Biden was sharply critical of Trump's record on the coronavirus pandemic which has killed more than 200,000 Americans, accusing him of failing to protect Americans because he was more concerned about the economy.
"He panicked or he looked at the stock market," Biden said of Trump, who has pushed for states to reopen their economies and played down the threat of the pandemic.
“You should get out of your bunker and get out of the sand trap and ... the golf course and go in the Oval Office and (put) together Democrats and Republicans, and fund what needs to be done now to save lives,” Biden said.
Trump touted his decision to restrict travel from China, where the virus was believed to have originated, early this year and defended his approach on the pandemic. "We have done a great job."
Hours before the debate, Biden released his 2019 tax returns and his campaign called on Trump, who has come under fire for not releasing his returns, to do the same.
Biden took the step two days after the New York Times reported Trump paid just $750 in federal income taxes in 2016 and 2017 - and none in 10 of the previous 15 years - following years of reporting steep losses from business enterprises. Trump had long sought to keep his personal financial records secret.
In the debate, Biden said Trump had managed to game the tax code so that "he pays less tax than a schoolteacher makes."
Trump insisted he has paid millions of dollars in taxes but said he could not prove it by releasing his returns until an audit was finished. He said as a businessman he had taken advantage of tax laws to pay less.
"Like every other private person, unless they're stupid, they go through the laws and that's what it is," he said.
DEFENDING COURT PUSH
The two also sparred over Trump's effort to swiftly fill a U.S. Supreme Court seat after the death of liberal Justice Ruth Bader Ginsburg this month.Defending his nomination of Judge Amy Coney Barrett to fill the seat, which would cement a 6-3 conservative majority on the nation's highest court, Trump said "elections have consequences" and he had the right despite Democratic objections.

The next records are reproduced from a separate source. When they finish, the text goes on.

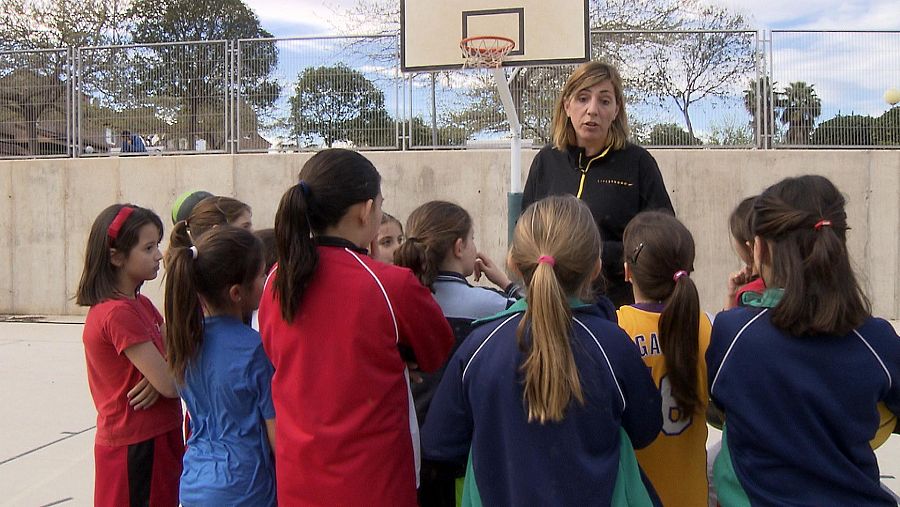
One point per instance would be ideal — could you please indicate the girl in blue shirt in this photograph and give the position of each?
(801, 372)
(222, 371)
(548, 399)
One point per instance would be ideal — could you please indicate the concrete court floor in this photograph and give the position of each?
(47, 428)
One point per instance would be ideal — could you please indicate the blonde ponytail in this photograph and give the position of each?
(551, 377)
(556, 246)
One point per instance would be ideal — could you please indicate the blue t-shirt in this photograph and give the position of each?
(228, 394)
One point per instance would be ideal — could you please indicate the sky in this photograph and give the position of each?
(315, 17)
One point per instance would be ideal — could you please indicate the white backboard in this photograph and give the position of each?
(545, 31)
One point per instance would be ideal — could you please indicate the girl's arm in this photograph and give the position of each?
(422, 325)
(147, 359)
(142, 395)
(484, 265)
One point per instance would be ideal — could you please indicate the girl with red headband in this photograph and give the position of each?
(138, 447)
(672, 334)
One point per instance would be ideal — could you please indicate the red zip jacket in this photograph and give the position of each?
(342, 401)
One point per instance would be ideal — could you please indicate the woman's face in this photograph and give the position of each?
(592, 111)
(390, 237)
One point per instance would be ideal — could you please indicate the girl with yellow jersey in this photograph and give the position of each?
(672, 335)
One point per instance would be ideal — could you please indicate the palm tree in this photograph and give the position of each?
(801, 108)
(765, 129)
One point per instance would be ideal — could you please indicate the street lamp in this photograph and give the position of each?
(892, 96)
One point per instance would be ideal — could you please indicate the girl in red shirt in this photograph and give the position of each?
(332, 320)
(138, 447)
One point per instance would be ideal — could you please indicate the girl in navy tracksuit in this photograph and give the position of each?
(440, 249)
(799, 376)
(547, 399)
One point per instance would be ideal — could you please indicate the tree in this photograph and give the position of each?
(764, 106)
(529, 85)
(849, 130)
(339, 104)
(887, 127)
(195, 74)
(801, 107)
(694, 66)
(670, 134)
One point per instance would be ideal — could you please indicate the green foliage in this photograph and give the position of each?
(340, 104)
(859, 130)
(766, 106)
(888, 127)
(730, 134)
(195, 74)
(671, 134)
(800, 108)
(850, 130)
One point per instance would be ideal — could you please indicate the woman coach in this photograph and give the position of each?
(592, 159)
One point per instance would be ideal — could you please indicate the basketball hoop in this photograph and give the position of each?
(485, 51)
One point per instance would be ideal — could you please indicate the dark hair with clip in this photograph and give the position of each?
(99, 276)
(434, 226)
(226, 256)
(821, 294)
(333, 180)
(210, 212)
(662, 256)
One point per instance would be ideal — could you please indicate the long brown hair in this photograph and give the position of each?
(563, 228)
(585, 76)
(809, 257)
(226, 256)
(99, 276)
(330, 182)
(657, 246)
(431, 232)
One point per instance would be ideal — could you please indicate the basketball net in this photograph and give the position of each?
(485, 51)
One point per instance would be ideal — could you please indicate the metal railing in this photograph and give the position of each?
(797, 89)
(828, 88)
(36, 103)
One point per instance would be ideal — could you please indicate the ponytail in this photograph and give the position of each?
(180, 237)
(551, 376)
(432, 230)
(418, 257)
(295, 251)
(679, 338)
(221, 258)
(183, 311)
(805, 222)
(556, 247)
(660, 253)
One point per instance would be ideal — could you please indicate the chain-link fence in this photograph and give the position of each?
(318, 92)
(36, 103)
(153, 98)
(683, 88)
(831, 88)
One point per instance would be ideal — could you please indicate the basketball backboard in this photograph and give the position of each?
(545, 31)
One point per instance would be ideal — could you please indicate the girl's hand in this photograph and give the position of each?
(143, 395)
(484, 265)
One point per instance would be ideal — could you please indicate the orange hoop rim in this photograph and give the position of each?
(505, 45)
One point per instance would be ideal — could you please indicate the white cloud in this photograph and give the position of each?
(819, 14)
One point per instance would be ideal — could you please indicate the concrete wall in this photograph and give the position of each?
(49, 206)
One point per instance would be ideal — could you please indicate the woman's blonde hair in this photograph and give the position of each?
(586, 76)
(556, 247)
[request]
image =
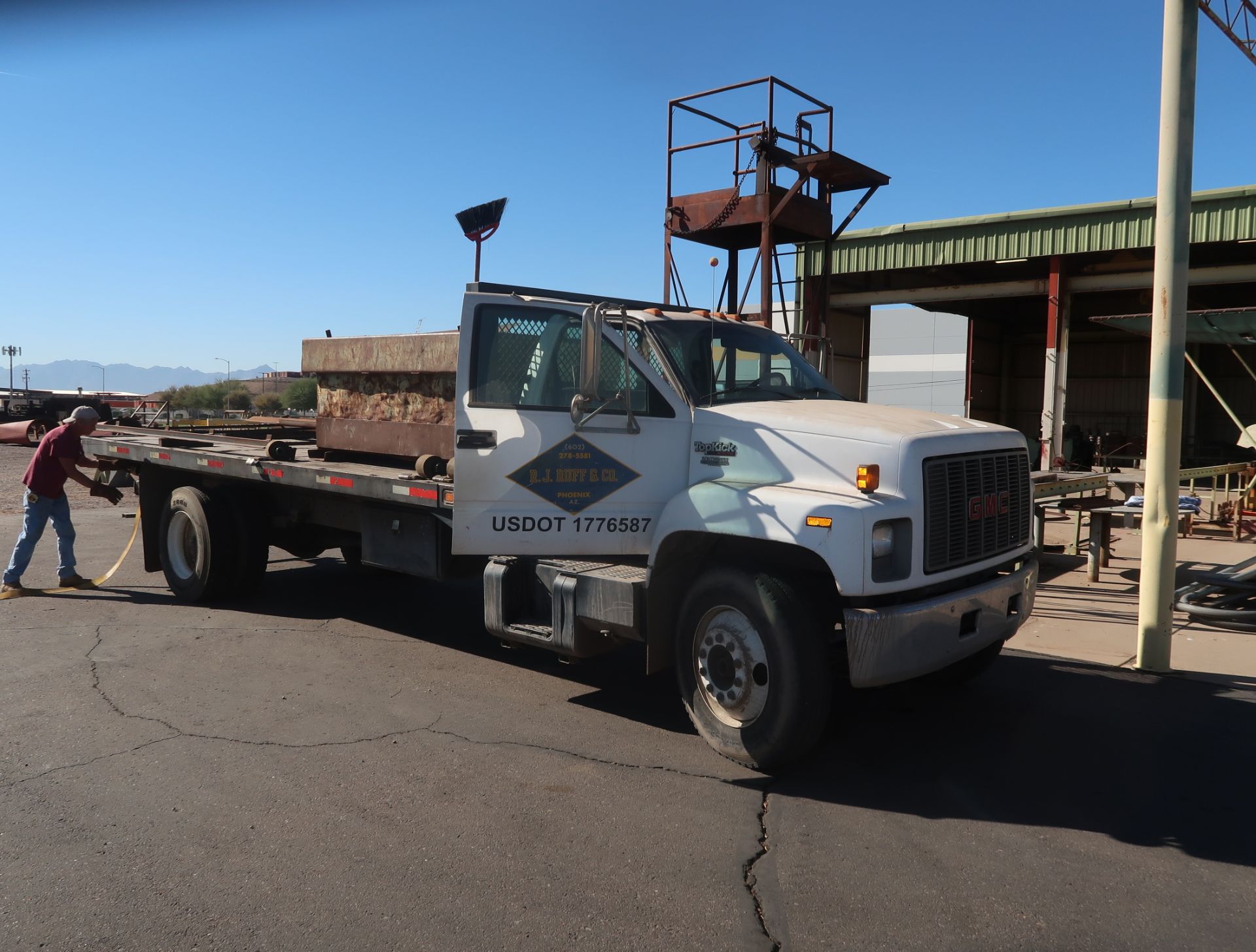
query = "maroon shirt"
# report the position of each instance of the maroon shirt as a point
(46, 476)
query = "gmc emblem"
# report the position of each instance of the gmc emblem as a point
(992, 504)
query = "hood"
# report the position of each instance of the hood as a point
(837, 417)
(819, 444)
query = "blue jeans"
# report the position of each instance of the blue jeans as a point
(35, 519)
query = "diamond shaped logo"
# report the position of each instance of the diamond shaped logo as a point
(573, 475)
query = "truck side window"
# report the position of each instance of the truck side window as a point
(528, 357)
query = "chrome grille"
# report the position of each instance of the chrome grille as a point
(966, 518)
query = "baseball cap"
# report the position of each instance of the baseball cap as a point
(83, 415)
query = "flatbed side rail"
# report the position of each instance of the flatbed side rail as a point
(233, 461)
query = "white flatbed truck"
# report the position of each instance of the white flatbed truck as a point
(633, 472)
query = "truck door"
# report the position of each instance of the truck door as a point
(529, 480)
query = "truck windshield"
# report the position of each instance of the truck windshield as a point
(725, 362)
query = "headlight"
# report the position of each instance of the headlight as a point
(882, 540)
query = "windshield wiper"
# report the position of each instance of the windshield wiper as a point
(819, 392)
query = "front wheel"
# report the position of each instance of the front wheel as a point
(753, 667)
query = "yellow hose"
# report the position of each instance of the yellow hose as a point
(94, 583)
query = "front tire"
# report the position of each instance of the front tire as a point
(198, 546)
(753, 667)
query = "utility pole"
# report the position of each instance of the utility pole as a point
(226, 395)
(1168, 336)
(10, 352)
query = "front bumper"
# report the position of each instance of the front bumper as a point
(903, 642)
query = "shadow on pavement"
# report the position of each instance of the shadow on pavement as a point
(1155, 762)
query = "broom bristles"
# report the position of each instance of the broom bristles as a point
(481, 218)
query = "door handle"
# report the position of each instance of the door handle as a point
(475, 438)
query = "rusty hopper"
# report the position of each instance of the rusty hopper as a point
(385, 395)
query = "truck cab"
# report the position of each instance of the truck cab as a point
(636, 471)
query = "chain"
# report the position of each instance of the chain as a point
(731, 205)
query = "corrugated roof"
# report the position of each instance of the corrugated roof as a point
(1216, 215)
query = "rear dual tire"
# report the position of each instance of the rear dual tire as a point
(213, 546)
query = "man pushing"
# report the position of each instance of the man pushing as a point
(58, 457)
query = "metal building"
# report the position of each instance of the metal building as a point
(1029, 281)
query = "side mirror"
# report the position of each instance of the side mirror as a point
(591, 349)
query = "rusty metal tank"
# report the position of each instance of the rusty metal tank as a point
(390, 395)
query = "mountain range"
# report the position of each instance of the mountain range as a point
(69, 374)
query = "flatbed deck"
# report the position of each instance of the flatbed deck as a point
(236, 459)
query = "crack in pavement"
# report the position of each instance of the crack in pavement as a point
(589, 758)
(94, 760)
(748, 870)
(748, 873)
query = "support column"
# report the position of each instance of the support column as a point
(1168, 336)
(765, 273)
(849, 336)
(1052, 434)
(667, 264)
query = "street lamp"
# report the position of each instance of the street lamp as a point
(226, 395)
(10, 352)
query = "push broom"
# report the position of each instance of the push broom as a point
(479, 224)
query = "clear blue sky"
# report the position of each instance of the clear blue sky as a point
(192, 180)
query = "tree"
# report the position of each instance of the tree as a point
(268, 404)
(236, 395)
(302, 395)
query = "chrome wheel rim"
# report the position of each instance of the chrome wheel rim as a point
(181, 546)
(730, 663)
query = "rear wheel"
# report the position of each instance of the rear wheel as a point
(753, 667)
(199, 546)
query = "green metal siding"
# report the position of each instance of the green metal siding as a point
(1217, 215)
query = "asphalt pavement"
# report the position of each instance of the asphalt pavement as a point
(349, 763)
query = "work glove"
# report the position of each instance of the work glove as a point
(110, 493)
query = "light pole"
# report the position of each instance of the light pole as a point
(226, 395)
(10, 352)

"I will tell you very simply we won the election. We have the Senate and we have the White House and we have a phenomenal nominee respected by all," he said.
Biden said Ginsburg's seat should be filled after the election, when it was clear who the president would be. He said a more conservative Supreme Court would endanger the Affordable Care Act known as Obamacare.
The Supreme Court will hear oral arguments shortly after the election on a Trump administration challenge seeking to strike down the Affordable Care Act, including its popular insurance protections for patients with pre-existing conditions.
Democrats have argued Republicans are being hypocritical for moving quickly to fill the seat given they had blocked then-President Barack Obama's nomination to the Supreme Court in 2016, arguing it should wait until after that November election.